En el artículo anterior de esta serie, llegamos a la conclusión de que las sentencias del Tribunal Supremo sobre patrones o prácticas en el caso Wal-Mart Stores, Inc. contra Dukes, 564 U.S. 338 (2011), proporcionan importantes barreras de protección aplicables a las medidas coercitivas de la OFCCP. El Tribunal Supremo ha abordado con relativa poca frecuencia los criterios sustantivos de discriminación en virtud del Título VII y, cuando lo ha hecho, sus sentencias han tenido consecuencias importantes. EnDukes, el Tribunal Supremo abordó los principales componentes de la prueba en las denuncias de un patrón o práctica de discriminación salarial que inciden directamente en la investigación y el litigio de la OFCCP sobre la discriminación salarial sistémica en virtud de la Orden Ejecutiva 11246.

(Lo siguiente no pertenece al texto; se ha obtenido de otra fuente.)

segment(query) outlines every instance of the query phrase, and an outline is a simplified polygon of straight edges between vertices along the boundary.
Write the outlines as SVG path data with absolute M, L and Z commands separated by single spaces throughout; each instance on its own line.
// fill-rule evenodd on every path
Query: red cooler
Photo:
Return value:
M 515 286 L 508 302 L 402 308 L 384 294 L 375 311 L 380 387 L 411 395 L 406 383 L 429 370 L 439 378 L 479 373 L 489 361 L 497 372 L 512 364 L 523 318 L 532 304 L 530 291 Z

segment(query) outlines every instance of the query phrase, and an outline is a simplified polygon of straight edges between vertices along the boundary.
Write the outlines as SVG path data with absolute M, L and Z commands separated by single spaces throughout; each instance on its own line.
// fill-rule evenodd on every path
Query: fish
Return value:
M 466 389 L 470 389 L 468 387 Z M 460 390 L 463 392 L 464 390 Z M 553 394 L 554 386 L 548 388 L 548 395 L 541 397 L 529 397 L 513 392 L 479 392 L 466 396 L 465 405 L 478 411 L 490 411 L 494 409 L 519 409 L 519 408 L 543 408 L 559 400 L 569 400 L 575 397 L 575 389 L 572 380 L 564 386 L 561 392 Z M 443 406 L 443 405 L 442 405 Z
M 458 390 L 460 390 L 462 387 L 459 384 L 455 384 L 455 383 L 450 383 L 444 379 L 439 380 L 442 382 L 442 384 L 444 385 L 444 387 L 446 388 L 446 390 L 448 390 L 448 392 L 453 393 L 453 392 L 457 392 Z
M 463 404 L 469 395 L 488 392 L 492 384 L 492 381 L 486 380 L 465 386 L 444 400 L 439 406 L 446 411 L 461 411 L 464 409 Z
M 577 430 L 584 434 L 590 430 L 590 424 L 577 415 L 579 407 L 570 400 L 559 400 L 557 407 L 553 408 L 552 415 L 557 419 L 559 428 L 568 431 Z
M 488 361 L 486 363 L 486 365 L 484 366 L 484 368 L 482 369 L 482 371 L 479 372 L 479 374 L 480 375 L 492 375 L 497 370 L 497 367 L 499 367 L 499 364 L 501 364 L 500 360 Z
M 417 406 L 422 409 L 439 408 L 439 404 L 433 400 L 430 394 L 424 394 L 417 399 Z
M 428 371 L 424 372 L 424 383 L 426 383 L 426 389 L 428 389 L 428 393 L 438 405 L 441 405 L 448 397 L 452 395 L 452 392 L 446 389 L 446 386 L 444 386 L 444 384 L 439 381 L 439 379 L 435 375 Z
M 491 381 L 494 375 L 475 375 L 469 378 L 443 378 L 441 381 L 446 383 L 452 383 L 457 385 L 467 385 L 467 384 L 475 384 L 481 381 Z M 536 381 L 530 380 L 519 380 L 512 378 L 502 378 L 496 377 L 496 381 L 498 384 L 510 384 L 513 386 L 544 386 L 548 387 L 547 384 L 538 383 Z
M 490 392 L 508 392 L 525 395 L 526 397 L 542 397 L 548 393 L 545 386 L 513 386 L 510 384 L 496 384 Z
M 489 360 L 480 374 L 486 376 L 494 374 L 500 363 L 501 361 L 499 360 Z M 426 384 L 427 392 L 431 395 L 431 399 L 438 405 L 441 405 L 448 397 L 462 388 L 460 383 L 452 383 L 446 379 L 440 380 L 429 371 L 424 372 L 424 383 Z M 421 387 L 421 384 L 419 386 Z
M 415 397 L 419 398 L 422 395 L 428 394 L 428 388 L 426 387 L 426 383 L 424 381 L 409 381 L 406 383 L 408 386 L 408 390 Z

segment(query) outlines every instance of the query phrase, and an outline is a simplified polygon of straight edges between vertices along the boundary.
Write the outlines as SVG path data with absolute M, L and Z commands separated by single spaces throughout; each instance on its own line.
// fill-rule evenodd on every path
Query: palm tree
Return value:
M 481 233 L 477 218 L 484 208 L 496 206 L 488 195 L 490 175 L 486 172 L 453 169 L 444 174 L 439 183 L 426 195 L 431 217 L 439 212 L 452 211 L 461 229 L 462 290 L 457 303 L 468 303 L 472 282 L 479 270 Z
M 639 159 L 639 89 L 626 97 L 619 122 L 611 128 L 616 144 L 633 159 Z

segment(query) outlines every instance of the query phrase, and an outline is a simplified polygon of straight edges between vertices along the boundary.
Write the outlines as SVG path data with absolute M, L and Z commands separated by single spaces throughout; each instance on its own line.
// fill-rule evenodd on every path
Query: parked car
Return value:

En este artículo, abordaremos varias sentencias del caso Dukes relacionadas con reclamaciones por trato desigual. «El "trato desigual" [...] es el tipo de discriminación más fácil de entender. El empleador simplemente trata a algunas personas de manera menos favorable que a otras debido a su raza, color, religión, sexo u origen nacional. La prueba del motivo discriminatorio es fundamental [...]».Teamsters contra Estados Unidos, 431 U.S. 324, 335 n.15 (1977).1
Las pruebas típicas que se aportan para respaldar una denuncia de un patrón o práctica discriminatoria son análisis estadísticos que muestran disparidades significativas por motivos de raza o género y pruebas anecdóticas de discriminación. Véase, por ejemplo, Valentino v. U S. Postal Serv., 674 F.2d 56, 68 (D.C. Cir. 1982) (Ginsburg, C.J. (ahora jueza asociada Ginsburg)) («Por lo general, como parte de su caso prima facie, los demandantes de una acción colectiva ofrecen una combinación de pruebas estadísticas y testimonios individuales de casos específicos de discriminación»). Como comentamos en nuestro artículo anterior, el Tribunal Supremo evaluó las pruebas estadísticas y las alegaciones anecdóticas de los demandantes en Dukes y las consideró insuficientes para plantear una inferencia razonable de que Wal-Mart operaba bajo una política general de discriminación. 564 U.S. en 353-59.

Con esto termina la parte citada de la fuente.